Sesso chimico

Il sesso chimico o chemsex è una pratica in rapida crescita che riguarda il 20-30% degli uomini che fanno sesso con altri uomini.

Intuitivamente, si potrebbe pensare che il chemsex sia un comune consumo di droghe. Non è proprio così. Nella definizione indicata dalla letteratura scientifica si tratta di una pratica sessuale attuata tra maschi sotto l’effetto di sostanze per aumentare la durata, la qualità o l’intensità dell’esperienza sessuale, ma anche per «gestire» problemi legati all’intimità e alla prestazione. Più spesso si usa un cocktail di sostanze costituito principalmente da acido gamma-idrossibutirrico (GHB), catinoni (analoghi sintetici del catinone, una molecola psicoattiva presente nella pianta del khat) e metanfetamina in cristalli. Nel chemsex anche lo smartphone, attraverso le app di dating, cioè le applicazioni geolocalizzate che consentono di trovare immediatamente un partner, svolge un ruolo centrale.

Poiché l’incontro sessuale è mediato dalle app, spesso si tratta di un impegno ad avere una rapporto sessuale già prima dell’incontro. Non è quindi una persona a innescare il desiderio di sesso, ma è l’idea della promiscuità anonima in cui il divenire puro oggetto d’uso, attivo o passivo che sia, è la scintilla che attiva la ricerca drogata di un partner.
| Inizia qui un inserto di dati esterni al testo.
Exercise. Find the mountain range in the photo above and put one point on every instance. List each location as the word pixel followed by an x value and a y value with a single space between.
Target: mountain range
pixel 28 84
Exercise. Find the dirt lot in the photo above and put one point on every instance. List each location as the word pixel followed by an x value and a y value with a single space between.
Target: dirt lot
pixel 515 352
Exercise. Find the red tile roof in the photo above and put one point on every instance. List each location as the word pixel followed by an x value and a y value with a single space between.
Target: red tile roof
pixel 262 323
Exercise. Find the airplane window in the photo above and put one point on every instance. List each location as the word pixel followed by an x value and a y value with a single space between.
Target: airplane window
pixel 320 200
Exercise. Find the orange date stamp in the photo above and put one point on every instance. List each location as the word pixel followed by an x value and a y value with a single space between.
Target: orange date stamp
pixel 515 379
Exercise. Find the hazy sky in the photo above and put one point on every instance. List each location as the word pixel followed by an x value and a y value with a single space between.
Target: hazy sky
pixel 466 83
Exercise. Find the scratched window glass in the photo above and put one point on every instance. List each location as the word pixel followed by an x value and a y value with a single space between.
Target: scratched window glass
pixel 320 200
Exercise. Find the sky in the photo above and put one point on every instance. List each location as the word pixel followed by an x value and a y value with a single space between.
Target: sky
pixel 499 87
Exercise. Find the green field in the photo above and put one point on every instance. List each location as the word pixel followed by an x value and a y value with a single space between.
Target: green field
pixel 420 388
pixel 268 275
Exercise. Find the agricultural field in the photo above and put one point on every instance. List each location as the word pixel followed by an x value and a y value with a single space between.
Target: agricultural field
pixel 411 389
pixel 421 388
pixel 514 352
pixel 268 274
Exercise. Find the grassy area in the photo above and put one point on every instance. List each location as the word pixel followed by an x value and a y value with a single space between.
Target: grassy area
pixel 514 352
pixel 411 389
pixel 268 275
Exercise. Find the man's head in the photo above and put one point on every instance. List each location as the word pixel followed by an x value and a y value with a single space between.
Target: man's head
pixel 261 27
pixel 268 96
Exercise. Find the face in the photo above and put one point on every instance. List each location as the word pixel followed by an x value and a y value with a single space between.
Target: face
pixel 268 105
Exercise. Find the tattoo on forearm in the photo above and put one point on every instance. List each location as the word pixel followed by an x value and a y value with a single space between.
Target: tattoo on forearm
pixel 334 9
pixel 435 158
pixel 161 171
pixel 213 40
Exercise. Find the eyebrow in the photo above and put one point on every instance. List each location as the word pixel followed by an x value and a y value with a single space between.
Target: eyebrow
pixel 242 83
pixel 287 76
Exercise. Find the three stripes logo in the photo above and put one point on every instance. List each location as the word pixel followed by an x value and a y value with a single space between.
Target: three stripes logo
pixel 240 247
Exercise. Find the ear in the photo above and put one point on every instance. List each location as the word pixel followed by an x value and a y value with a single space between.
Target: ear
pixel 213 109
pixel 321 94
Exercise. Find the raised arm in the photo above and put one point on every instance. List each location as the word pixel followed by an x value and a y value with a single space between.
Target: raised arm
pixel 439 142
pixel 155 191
Tuttavia impegnarsi a fare sesso con una persona che non si conosce e in cui l’immaginario sessuale correlato al contesto è scandito essenzialmente da copioni performativi legati alla pornografia, spinge ad assumere sostanze chimiche per «lasciarsi andare», per avere livelli di eccitazione molto elevati e per essere performanti.  

Inizialmente si ha l’impressione che la sessualità sia più intensa e connessa al partner. In realtà, si assiste al procedere dell’azzeramento della risposta sessuale fisiologica – cioè il desiderio cui segue l’eccitazione, il plateau e infine l’orgasmo. Il partner sessuale in quanto soggetto si liquefà a favore di una successione di corpi la cui unica funzione è quella di soddisfare l’eccitazione drogata del soggetto. Si tratta di consumo di «sesso» piuttosto che di un incontro sessuale indirizzato dal desiderio.

È una pratica critica per via dell’alto rischio di contrarre malattie sessualmente trasmissibili, ma anche lesioni fisiche poiché le sessioni sessuali possono durare molte ore. Sono possibili anche derive psicopatologiche, poiché le droghe possono indurre flessione del tono dell’umore, crisi paranoidi, mutilazioni e anche scompensi psicotici. Inoltre, nel tempo, la sessualità è cannibalizzata dall’uso di sostanze: non si è più in grado di dissociare l’incontro sessuale dall’uso di sostanze, costituendosi una dipendenza da esse attraverso il terreno apparentemente «ludico» della sessualità.

Anche se ci sono persone che riescono a tenere sotto controllo questa pratica, è vero che queste sostanze creano una forte dipendenza a ragione della loro azione dopaminergica. Costoro, infatti, sono consapevoli delle conseguenze negative del chemsex sul lavoro, nella vita amorosa, famigliare e amicale, eppure il piacere correlato alla sostanza diluisce intenzioni e capacità decisionale. È possibile un trattamento? Si, ma un singolo terapeuta è perdente. È necessaria un’assistenza multidisciplinare: uno psichiatra che sia in grado di individuare le comorbidità psichiatriche; un tossicologo che abbia familiarità con le sostanze; un sessuologo per affrontare le disfunzioni sessuali e rianimare l’immaginario sessuale; uno psicologo che si occupi della riduzione del rischio di recidiva e, infine, uno psicoterapeuta, considerato che alcuni di questi pazienti hanno subito abusi sessuali nell’infanzia. In definitiva, il chemsex è una porta d’accesso, un problema che in apparenza è sessuale, ma è di fatto un velo che cela problemi emotivi che trascendono il mero ambito sessuale.